Writing from the Body

July 12 and 19 (Sundays), 10am - 12pm Eastern Time

Have you ever wondered what knowledge your body holds that your mind doesn’t -- yet? In this two-part class, we will explore this question together.

In our first week, we will do a close reading of several fiction and nonfiction texts written from a bodily perspective -- covering themes including food, movement, sex, and pain. Together, we will learn about the strategies that writers across genres have used to successfully tap into the body’s point-of-view -- inhabiting the particular ways in which the body perceives sensation, time, and space, so as to bring the fullness and materiality of its experiences into their writing.

In our second week, we will pivot towards generative writing -- while incorporating the theoretical knowledge we gained in week one.
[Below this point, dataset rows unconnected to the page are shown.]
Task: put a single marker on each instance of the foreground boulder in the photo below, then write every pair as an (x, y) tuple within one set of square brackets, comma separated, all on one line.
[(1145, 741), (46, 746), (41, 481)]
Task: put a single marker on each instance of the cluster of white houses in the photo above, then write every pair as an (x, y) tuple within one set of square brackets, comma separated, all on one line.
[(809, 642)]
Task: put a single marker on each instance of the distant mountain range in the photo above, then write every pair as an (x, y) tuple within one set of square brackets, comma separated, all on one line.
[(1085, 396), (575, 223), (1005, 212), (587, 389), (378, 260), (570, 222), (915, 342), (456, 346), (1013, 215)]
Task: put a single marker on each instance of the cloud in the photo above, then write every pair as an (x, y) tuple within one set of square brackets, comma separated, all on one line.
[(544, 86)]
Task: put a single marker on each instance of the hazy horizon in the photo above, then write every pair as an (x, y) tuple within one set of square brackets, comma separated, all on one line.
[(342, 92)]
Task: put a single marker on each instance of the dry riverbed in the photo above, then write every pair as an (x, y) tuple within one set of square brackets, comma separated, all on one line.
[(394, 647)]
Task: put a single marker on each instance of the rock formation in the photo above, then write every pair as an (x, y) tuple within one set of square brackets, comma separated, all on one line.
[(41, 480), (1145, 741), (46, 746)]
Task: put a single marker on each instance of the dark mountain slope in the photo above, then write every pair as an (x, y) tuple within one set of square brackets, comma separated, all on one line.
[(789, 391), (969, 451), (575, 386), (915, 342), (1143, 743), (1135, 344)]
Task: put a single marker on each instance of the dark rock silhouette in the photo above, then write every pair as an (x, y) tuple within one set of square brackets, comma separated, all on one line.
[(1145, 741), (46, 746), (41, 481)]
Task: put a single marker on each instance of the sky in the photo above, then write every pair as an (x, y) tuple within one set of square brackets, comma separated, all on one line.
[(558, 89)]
I will lead students through a writing ritual designed to help them find the unique voice of their own body -- tapping into its memories and unconscious desires to help it "speak" more clearly. Students will leave equipped with a long-form writing exercise that they can utilize independently, in whichever genre they usually work with (e.g. as part of character design in fiction, or to explore the self more deeply in memoir).

Insider Guide to Lit Mag Submissions

Aug 9 and 16 (Sundays), 10am - 12pm Eastern Time

Want to see your writing published and celebrated, but find the submission process daunting? In this two-part online writing workshop, I will demystify the often-opaque procedure of getting published for you.

In the first session, I will walk you through the submission models used by different styles of lit mags (Submittable-style platforms versus pitching, for example), covering the dos and don'ts for each and explaining the concrete procedures that editorial teams follow when they evaluate your work behind the scenes. Together we’ll do textual analysis exercises to refine submission best practices — from learning how to draft a more eye-catching opening paragraph to figuring out how to structure a pitch so that it earns a "yes" from readers.

In the second session, I will lead an "ask me anything"–style discussion drawn from my years inside the lit mag world, as an editor at both small independent journals and larger, highly structured outfits. There’ll then be a feedback session built around students' writing samples, before we turn to the afterlife of lit mag publication: how to leverage your publications to build the basics of a healthy literary career, including a portfolio of work, in-person readings, and a supportive writing community.